Development of Highly Sensitive and Thermostable Microelectromechanical System Pressure Sensor Based on Array-Type Aluminum–Silicon Hybrid Structures

Abstract

In order to meet the better performance requirements of pressure detection, a microelectromechanical system (MEMS) piezoresistive pressure sensor utilizing an array-type aluminum–silicon hybrid structure with high sensitivity and low temperature drift is designed, fabricated, and characterized. Each element of the 3 × 3 sensor array has one stress-sensitive aluminum–silicon hybrid structure on the strain membrane for measuring pressure and another temperature-dependent structure outside the strain membrane for measuring temperature and temperature drift compensation.
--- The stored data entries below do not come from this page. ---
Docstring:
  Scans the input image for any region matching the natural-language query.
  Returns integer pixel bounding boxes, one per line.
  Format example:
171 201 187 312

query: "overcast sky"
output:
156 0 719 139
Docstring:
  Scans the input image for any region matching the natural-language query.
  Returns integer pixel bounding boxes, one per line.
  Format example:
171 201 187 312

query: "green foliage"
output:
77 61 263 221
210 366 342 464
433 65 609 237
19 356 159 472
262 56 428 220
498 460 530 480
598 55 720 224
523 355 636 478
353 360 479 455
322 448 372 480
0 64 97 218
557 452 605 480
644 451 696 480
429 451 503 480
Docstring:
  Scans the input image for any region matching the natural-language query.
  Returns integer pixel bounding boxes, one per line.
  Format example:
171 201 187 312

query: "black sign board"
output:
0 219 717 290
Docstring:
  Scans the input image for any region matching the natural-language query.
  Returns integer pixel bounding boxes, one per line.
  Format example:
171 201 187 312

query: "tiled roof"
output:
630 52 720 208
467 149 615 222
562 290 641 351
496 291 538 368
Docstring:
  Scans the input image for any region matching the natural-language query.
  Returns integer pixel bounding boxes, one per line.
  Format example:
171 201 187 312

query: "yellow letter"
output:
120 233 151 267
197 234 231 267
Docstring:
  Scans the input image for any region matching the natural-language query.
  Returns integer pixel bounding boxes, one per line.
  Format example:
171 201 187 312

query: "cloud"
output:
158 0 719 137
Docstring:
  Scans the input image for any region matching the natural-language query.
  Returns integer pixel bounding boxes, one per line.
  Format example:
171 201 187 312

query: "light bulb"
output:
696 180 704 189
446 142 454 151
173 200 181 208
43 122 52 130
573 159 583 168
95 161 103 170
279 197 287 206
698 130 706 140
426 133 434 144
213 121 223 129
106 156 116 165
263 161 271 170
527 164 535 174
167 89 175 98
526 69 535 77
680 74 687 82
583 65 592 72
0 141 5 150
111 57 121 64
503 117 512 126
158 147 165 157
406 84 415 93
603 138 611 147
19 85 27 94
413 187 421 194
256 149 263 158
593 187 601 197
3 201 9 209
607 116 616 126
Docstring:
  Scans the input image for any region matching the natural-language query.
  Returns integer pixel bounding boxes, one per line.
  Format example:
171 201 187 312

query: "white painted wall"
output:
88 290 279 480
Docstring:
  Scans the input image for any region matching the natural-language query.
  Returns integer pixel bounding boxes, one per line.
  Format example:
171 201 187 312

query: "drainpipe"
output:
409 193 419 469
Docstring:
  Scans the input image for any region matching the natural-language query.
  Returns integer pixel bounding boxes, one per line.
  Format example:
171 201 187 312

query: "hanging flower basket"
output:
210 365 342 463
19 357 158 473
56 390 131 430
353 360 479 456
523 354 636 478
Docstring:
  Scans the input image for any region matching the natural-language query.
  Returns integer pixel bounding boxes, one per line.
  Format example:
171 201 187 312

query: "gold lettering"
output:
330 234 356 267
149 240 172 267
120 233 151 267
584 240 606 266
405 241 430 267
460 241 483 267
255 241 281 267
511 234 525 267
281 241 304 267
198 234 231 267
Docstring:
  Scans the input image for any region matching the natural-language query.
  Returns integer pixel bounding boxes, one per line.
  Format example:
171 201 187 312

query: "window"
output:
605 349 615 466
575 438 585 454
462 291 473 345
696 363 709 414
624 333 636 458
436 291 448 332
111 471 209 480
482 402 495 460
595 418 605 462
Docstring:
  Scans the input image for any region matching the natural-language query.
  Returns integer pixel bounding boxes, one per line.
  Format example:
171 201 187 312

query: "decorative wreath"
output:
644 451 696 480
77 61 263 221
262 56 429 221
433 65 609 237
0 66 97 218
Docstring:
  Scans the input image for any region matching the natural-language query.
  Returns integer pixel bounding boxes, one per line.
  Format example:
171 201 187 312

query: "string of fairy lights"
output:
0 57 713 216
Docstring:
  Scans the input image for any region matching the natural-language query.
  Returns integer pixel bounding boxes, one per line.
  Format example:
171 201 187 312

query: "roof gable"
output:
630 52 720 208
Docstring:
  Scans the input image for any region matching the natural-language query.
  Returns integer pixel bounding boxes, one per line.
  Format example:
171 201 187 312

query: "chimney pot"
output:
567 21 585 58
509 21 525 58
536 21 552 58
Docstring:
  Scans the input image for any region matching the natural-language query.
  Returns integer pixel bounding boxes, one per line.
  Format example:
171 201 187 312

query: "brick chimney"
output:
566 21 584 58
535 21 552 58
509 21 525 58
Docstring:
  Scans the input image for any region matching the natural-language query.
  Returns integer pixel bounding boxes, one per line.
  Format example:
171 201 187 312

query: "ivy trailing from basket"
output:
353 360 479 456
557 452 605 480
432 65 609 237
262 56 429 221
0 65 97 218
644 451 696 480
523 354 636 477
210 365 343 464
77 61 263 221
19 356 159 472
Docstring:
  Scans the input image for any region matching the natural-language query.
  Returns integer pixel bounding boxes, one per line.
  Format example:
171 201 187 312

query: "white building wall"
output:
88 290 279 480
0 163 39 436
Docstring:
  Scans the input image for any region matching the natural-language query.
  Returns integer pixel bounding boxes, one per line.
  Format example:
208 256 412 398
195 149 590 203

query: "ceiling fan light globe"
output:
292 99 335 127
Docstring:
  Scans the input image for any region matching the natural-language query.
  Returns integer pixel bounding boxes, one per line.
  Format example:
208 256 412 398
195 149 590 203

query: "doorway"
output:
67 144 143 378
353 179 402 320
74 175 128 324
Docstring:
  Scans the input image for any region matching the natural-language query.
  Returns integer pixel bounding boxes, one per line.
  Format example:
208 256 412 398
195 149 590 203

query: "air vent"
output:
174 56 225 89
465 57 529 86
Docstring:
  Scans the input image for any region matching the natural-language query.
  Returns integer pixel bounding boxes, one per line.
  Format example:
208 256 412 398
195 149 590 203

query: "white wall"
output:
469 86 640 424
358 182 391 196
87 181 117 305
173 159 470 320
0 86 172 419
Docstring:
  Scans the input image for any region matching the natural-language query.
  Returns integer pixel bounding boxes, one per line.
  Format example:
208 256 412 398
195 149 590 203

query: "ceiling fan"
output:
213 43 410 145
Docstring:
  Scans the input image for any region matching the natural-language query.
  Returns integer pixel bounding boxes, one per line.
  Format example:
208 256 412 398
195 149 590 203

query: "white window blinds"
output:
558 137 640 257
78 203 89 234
Finite-element numerical simulation has been adopted to verify that the array-type pressure sensor has an enhanced piezoresistive effect and high sensitivity, and then this sensor is fabricated based on the standard MEMS process. In order to further reduce the temperature drift, a thermodynamic control system whose heating feedback temperature is measured by the temperature-dependent structure is adopted to keep the working temperature of the sensor constant by using the PID algorithm. The experiment test results show that the average sensitivity of the proposed sensor after temperature compensation reaches 0.25 mV/ (V kPa) in the range of 0–370 kPa, the average nonlinear error is about 1.7%, and the thermal sensitivity drift coefficient (TCS) is reduced to 0.0152%FS/°C when the ambient temperature ranges from −20 °C to 50 °C. The research results may provide a useful reference for the development of a high-performance MEMS array-type pressure sensor.